B. ... NI CONTREPARTIES

Lors de la discussion en commission et en séance publique de la proposition de loi, son auteur et rapporteur, M. Pierre Lequiller, mais aussi le président de la commission des affaires culturelles, familiales et sociales, M. Jean Le Garrec, et d'autres intervenants, avaient insisté sur la nécessité d'équilibrer les nouvelles servitudes imposées aux propriétaires, par des mesures fiscales.

M. Pierre Lequiller avait ainsi souligné, dans son intervention en séance publique, que « les contraintes créées par le classement doivent être compensées par un dispositif d'exonération fiscale, tant pour les sommes engagées dans la restauration des objets classés que pour les droits de succession applicables à l'ensemble des biens classés. (...) Comme l'a souligné le président Le Garrec, ces mesures conditionneront l'avenir de la réforme. »

Malgré ces propos, le « volet fiscal » introduit par amendements du gouvernement est extrêmement limité.

Il se borne en effet :

- à compléter, d'une part, le dispositif de l'article 795 A du code général des impôts pour permettre une exonération de moitié des droits de mutation en cas de signature d'une convention d'ouverture au public d'un monument protégé pour une durée minimale de 30 jours par an ;

- à limiter, d'autre part, les conséquences catastrophiques de l'interprétation très contestable que fait l'administration fiscale du dispositif de l'article 795 A en calculant, en cas de dénonciation de la convention, les intérêts de retard à compter du jour de la mutation.

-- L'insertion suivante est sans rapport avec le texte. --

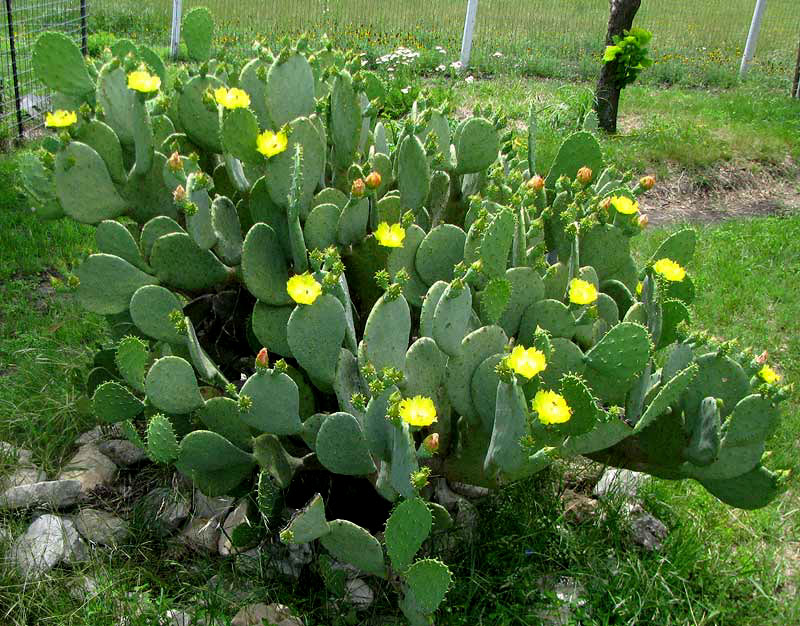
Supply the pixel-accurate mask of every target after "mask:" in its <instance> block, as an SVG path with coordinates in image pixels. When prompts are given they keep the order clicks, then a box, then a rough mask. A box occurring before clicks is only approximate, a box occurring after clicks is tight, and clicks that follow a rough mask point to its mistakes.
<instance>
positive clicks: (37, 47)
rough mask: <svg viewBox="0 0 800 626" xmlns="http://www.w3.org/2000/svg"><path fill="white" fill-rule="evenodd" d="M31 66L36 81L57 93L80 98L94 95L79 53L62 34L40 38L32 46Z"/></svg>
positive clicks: (91, 84)
mask: <svg viewBox="0 0 800 626" xmlns="http://www.w3.org/2000/svg"><path fill="white" fill-rule="evenodd" d="M31 63H32V64H33V71H34V73H35V74H36V77H37V78H38V79H39V80H41V81H42V82H43V83H44V84H45V85H47V86H48V87H49V88H50V89H52V90H54V91H59V92H61V93H63V94H64V95H67V96H73V97H77V98H83V97H85V96H86V95H87V94H89V93H91V92H92V91H94V82H93V81H92V79H91V77H90V76H89V72H88V70H87V68H86V63H85V62H84V60H83V55H82V54H81V51H80V49H79V48H78V46H76V45H75V42H74V41H73V40H72V39H71V38H70V37H67V36H66V35H64V34H62V33H56V32H46V33H42V34H41V35H39V38H38V39H37V40H36V43H35V44H34V45H33V54H32V56H31Z"/></svg>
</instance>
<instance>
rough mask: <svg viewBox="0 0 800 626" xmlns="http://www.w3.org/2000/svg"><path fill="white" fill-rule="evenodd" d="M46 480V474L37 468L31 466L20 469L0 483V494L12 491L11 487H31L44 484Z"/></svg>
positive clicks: (33, 466) (41, 470) (36, 467)
mask: <svg viewBox="0 0 800 626" xmlns="http://www.w3.org/2000/svg"><path fill="white" fill-rule="evenodd" d="M46 480H47V474H45V473H44V472H43V471H42V470H40V469H39V468H37V467H35V466H33V465H30V466H28V467H20V468H18V469H16V470H15V471H14V472H12V473H11V474H10V475H9V476H6V478H4V479H3V480H2V481H0V493H2V492H3V491H6V490H7V489H12V488H13V487H21V486H22V485H33V484H34V483H41V482H45V481H46Z"/></svg>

Cette « concession » de l'administration fiscale est cependant limitée. Elle est en outre dangereuse, car elle valide du même coup une interprétation contraire à la loi et qui n'est pas celle de la Cour de cassation.

C. UN DISPOSITIF RÉPRESSIF EXCESSIF ET MAL CONÇU

Le texte adopté par l'Assemblée nationale propose un dispositif pénal qui peut surprendre tant par sa rédaction volontiers approximative que par le quantum des peines.

On constate ainsi (article 12) que le conservateur du musée d'une grande ville qui prêterait un objet classé appartenant à la commune sans l'autorisation de l'Etat « ni hors la surveillance » (sic) de l'administration des affaires culturelles encourrait une amende de 200 000 francs, de même que le légataire d'un objet classé qui omettrait de notifier ce legs à l'autorité administrative, « dans les six mois du décès », ou le propriétaire d'un objet inscrit qui le ferait réparer sans avoir averti l'administration de son intention deux mois à l'avance...

Quant aux sanctions prévues par l'article 13 -trois ans de prison et 300 000 francs d'amende- elles sont prévues pour des défauts d'autorisation, de surveillance ( !) ou d'agrément de l'administration mais elles semblent surtout destinées à réprimer des atteintes à l'intégrité ou à la conservation des biens classés, et donc des infractions différentes, nettement plus graves, et déjà définies par le code pénal.

En revanche, curieusement, la vente illégale d'un objet classé appartenant à une personne publique ou l'exportation d'un objet classé bénéficient d'une singulière mansuétude : elles ne sont punies que de 6 mois d'emprisonnement et 50 000 francs d'amende.

L'ensemble de ce dispositif paraît mal équilibré et difficile à appliquer.

Il paraît surtout inutile : votre rapporteur est en effet porté à croire les associations de défense du patrimoine, qui sont souvent beaucoup plus actives -et beaucoup plus efficaces- que le ministère de la culture pour poursuivre les infractions aux lois protégeant le patrimoine, lorsqu'elles affirment que les textes en vigueur, pourvu qu'ils soient appliqués, permettent parfaitement de réprimer le saccage des monuments protégés.

Il proposera donc au Sénat de ne pas retenir le dispositif de la proposition de loi, mais simplement de compléter et de « toiletter » le droit en vigueur.